Bienvenue dans l’ère de l’économie collaborative

L’économie collaborative se dit aussi économie du partage. Voilà pourquoi elle a d’abord pris son essor dans son acception primaire. Partage de l’information, partage des modes de consommation comme le covoiturage, partage du financement avec le crowdfunding… mais c’est au travers du partage des moyens de production que l’économie collaborative a définitivement démontré la force de son business model.

Les plateformes collaboratives disposent en effet de plusieurs atouts majeurs et, en premier lieu, le déplacement de la charge des moyens de production vers ceux qui collaborent au modèle. Appartements et maisons de vacances, véhicules, stocks de marchandises, ne pèsent plus dans les charges d’une seule entreprise mais sont répartis sur des milliers, voire des millions, de « collaborateurs ». Avec en outre une offre user centric, un coût attractif pour les commerçants et une zone de chalandise internationale, on ne s’étonne plus d’apprendre que deux NATU sur quatre sont des places de marché (Netflix, Airbnb, Tesla, Uber).

Les tendances laissent présager que 95 % des ventes en ligne se feront via des marketplaces d’ici 10 ans. C’est un mouvement mondial de désintermédiation qui s’est amplifié et accéléré en seulement 3 ans et dont les impacts sur l’économie traditionnelle ne se mesurent encore qu’à l’aune d’estimations. Mais avec un modèle collaboratif en voie d’être massivement adopté, les entreprises qui cherchent à se challenger y réfléchissent activement.

L’impulsion européenne en réponse aux grands enjeux du modèle collaboratif

Une plateforme collaborative reste une mécanique complexe à organiser. D’un point de vue technique, il faut évidemment une infrastructure informatique fiable, souple et capable de résister aux pics de charge. Le modèle implique de repenser sa gestion cross canal, d’intégrer pleinement la réglementation e-commerce et d’orienter son marketing en direction de ses futurs utilisateurs aussi.

Au-delà de ces aspects qui sont aujourd’hui sommes toutes maîtrisés, la plateforme collaborative doit prendre la mesure de ce qu’elle devient au regard de la régulation bancaire et financière. Pour l’ACPR (Autorité de contrôle prudentiel et de résolution), elle est un tiers de confiance, dont le rôle d’encaissement pour compte de tiers suppose de se conformer aux règles de la régulation financière, ce qui impose notamment sa conformité.

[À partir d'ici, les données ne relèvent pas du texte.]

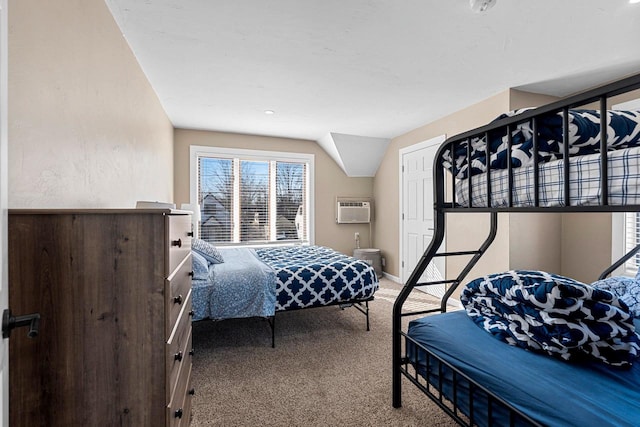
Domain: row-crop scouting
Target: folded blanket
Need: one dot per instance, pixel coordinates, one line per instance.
(623, 131)
(553, 314)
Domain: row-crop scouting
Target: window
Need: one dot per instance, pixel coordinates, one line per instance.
(252, 197)
(626, 236)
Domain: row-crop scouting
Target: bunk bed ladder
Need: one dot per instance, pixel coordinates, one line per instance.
(414, 280)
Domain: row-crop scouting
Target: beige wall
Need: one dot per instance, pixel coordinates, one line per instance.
(519, 242)
(85, 127)
(330, 180)
(586, 245)
(386, 183)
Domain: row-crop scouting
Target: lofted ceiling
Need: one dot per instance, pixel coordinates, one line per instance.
(366, 68)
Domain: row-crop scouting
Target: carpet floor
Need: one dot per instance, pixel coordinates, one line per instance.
(326, 370)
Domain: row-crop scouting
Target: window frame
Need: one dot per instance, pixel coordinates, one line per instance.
(195, 151)
(619, 243)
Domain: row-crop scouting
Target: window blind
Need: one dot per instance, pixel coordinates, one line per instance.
(252, 200)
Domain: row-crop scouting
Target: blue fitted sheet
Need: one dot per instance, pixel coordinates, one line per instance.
(551, 391)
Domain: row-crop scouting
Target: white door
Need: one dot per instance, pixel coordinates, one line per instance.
(417, 212)
(4, 174)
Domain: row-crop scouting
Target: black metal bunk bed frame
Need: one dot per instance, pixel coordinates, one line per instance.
(402, 366)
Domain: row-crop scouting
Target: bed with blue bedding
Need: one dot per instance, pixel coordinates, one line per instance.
(531, 347)
(468, 160)
(244, 282)
(551, 391)
(534, 339)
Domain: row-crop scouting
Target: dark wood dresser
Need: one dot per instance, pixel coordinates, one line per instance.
(113, 289)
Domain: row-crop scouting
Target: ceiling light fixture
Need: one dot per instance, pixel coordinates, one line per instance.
(480, 6)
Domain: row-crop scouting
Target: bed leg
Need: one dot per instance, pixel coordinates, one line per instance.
(273, 331)
(272, 324)
(366, 303)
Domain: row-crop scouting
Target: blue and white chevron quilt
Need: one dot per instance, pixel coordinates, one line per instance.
(555, 315)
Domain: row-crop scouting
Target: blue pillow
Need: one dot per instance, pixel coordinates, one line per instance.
(207, 250)
(200, 266)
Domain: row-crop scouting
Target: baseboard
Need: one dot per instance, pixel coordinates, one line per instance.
(391, 277)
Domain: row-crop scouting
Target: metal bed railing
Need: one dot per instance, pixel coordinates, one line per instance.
(445, 184)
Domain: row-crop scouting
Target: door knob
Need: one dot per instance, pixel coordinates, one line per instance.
(9, 322)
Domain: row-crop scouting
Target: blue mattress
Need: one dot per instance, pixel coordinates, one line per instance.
(549, 390)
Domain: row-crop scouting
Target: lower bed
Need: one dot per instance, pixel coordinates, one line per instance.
(260, 282)
(548, 390)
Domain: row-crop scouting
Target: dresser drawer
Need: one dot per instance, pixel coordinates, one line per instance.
(178, 286)
(179, 352)
(179, 244)
(179, 409)
(186, 407)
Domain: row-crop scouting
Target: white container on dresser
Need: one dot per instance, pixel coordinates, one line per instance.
(113, 289)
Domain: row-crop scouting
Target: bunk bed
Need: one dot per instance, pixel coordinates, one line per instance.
(460, 359)
(241, 282)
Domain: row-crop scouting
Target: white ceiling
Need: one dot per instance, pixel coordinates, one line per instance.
(374, 68)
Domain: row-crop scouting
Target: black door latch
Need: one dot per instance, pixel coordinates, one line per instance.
(10, 322)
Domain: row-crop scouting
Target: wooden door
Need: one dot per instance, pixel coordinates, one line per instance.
(4, 174)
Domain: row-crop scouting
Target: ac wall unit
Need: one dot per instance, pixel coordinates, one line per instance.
(353, 212)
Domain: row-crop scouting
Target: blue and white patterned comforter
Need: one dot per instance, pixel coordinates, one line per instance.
(623, 131)
(313, 276)
(553, 314)
(259, 282)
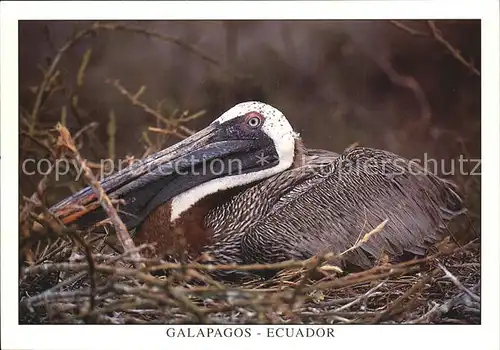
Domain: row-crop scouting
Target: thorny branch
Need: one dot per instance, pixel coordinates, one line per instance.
(438, 36)
(65, 141)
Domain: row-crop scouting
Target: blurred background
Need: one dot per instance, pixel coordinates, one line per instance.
(410, 87)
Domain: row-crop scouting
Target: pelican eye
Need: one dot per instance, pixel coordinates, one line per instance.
(254, 119)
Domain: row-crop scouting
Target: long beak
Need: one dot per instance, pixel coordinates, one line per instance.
(140, 184)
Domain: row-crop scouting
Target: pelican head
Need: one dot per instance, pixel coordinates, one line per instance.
(249, 142)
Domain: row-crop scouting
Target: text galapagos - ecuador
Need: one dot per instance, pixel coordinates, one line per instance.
(230, 332)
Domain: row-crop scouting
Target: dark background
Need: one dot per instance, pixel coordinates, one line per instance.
(338, 82)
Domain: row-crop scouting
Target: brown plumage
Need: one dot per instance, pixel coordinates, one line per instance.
(298, 203)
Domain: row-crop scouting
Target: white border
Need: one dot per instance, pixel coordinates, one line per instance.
(152, 337)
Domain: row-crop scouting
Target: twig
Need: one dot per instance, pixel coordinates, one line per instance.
(50, 72)
(136, 102)
(361, 297)
(436, 32)
(393, 308)
(408, 29)
(122, 233)
(456, 282)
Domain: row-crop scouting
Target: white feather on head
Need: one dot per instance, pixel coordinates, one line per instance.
(277, 128)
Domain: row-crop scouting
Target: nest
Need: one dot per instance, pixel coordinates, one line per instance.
(80, 277)
(71, 287)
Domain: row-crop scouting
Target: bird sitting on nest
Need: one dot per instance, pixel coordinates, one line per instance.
(245, 190)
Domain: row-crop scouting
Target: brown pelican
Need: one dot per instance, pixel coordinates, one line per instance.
(246, 190)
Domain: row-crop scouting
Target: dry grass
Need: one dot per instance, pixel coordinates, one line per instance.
(70, 276)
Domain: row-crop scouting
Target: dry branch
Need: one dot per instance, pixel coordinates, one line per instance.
(65, 141)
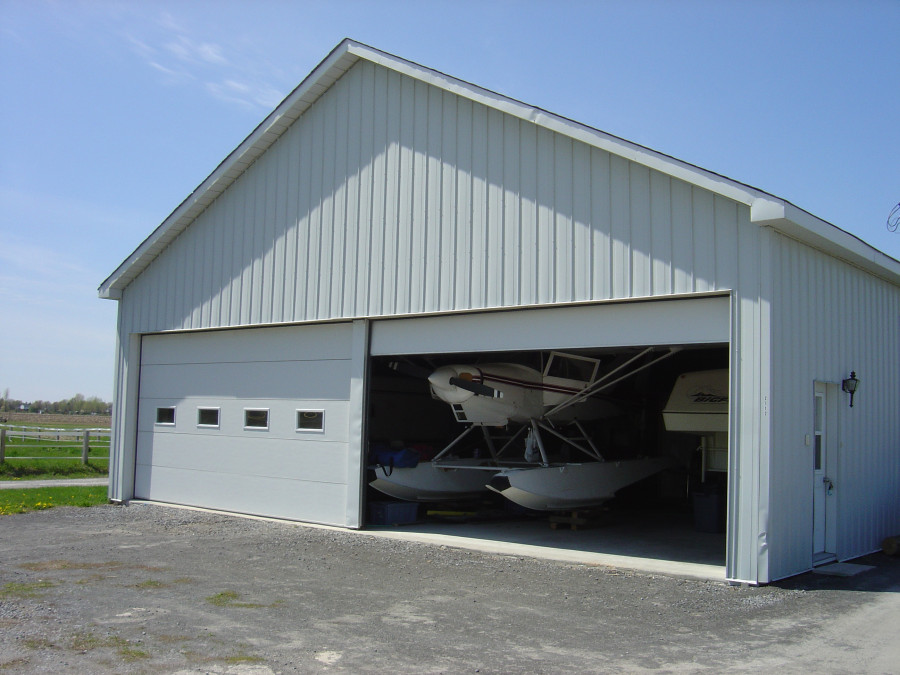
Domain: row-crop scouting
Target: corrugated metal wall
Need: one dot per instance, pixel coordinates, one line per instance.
(390, 196)
(830, 318)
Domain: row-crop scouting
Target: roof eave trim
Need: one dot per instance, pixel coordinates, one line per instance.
(801, 225)
(632, 151)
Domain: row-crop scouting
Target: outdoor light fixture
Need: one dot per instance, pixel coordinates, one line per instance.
(849, 385)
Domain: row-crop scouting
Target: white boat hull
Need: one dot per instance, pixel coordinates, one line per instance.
(430, 482)
(573, 485)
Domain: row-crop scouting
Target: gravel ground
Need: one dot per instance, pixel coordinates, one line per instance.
(150, 589)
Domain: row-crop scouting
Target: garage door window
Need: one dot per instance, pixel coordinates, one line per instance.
(310, 420)
(208, 417)
(165, 416)
(256, 418)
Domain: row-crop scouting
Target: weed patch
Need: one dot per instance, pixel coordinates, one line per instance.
(55, 565)
(231, 599)
(47, 469)
(39, 643)
(17, 590)
(243, 657)
(36, 499)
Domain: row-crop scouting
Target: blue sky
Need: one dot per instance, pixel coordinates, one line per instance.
(111, 113)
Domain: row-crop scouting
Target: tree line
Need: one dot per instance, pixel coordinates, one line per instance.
(77, 405)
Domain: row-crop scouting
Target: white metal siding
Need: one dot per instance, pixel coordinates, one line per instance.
(831, 318)
(390, 196)
(276, 471)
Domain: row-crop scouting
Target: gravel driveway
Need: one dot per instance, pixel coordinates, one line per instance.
(151, 589)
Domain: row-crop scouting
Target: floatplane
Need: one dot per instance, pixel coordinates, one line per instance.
(542, 405)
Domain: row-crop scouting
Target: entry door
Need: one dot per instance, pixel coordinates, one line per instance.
(824, 463)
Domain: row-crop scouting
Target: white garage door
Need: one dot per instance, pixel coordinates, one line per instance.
(252, 421)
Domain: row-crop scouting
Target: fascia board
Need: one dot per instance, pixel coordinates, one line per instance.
(567, 127)
(766, 210)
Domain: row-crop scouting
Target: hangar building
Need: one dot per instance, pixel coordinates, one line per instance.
(387, 211)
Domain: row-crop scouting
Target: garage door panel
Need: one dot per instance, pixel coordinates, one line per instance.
(281, 379)
(278, 498)
(288, 343)
(276, 470)
(316, 461)
(282, 418)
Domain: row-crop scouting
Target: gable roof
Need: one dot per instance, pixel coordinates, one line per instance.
(765, 209)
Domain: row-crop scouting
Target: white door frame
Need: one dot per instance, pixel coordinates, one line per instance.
(824, 464)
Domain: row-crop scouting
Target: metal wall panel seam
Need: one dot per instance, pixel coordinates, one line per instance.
(639, 216)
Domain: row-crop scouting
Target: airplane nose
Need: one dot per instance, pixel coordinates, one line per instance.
(441, 377)
(499, 483)
(441, 387)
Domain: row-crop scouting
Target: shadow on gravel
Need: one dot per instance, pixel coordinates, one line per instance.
(884, 577)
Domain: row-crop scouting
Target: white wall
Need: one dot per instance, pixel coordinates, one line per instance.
(830, 318)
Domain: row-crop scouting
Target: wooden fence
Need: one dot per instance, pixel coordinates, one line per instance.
(54, 436)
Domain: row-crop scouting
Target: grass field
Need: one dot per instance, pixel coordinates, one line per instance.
(49, 457)
(35, 499)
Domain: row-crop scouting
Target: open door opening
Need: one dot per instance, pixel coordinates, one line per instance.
(603, 465)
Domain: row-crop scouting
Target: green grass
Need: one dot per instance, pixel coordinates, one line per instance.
(36, 499)
(230, 599)
(49, 451)
(47, 469)
(16, 590)
(47, 447)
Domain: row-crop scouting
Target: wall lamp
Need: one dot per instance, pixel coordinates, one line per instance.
(849, 385)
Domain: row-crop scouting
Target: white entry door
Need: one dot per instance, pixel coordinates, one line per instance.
(824, 488)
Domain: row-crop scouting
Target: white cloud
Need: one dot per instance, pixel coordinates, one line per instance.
(233, 72)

Une doctrine française qui a trouvé son écho dans la toute récente directive sur les services de paiement 2, adoptée définitivement par le Conseil et le Parlement européens fin 2015. La DSP2 encourage l’agilité autour des paiements, reconnaît et accompagne les innovations technologiques qui œuvrent à l’essor du commerce en ligne et cherche à clarifier le rôle de tiers de confiance en l’encadrant formellement.

La mise en conformité financière devient un prérequis et passe par l’adoption du statut d’agent d’établissement de paiement. A moins de faire appel à un prestataire technique de paiement qui assume la responsabilité du tiers de confiance. Un choix à ne pas faire à la légère tant les implications qu’il suppose, diffèrent.

Le degré d’autonomie : un critère à ne pas négliger

Le portefeuille électronique, en tant que prestataire de paiement, se charge pour le compte de la plateforme de l’ensemble du processus et garantit le respect de la réglementation financière. Il assume à ce titre les contrôles KYC et due diligence, veille dans le cadre de la conformité financière au respect des règles anti-blanchiment de capitaux, surveille les transactions, détecte les fraudes, assure la tenue des comptes marchands et les reversements.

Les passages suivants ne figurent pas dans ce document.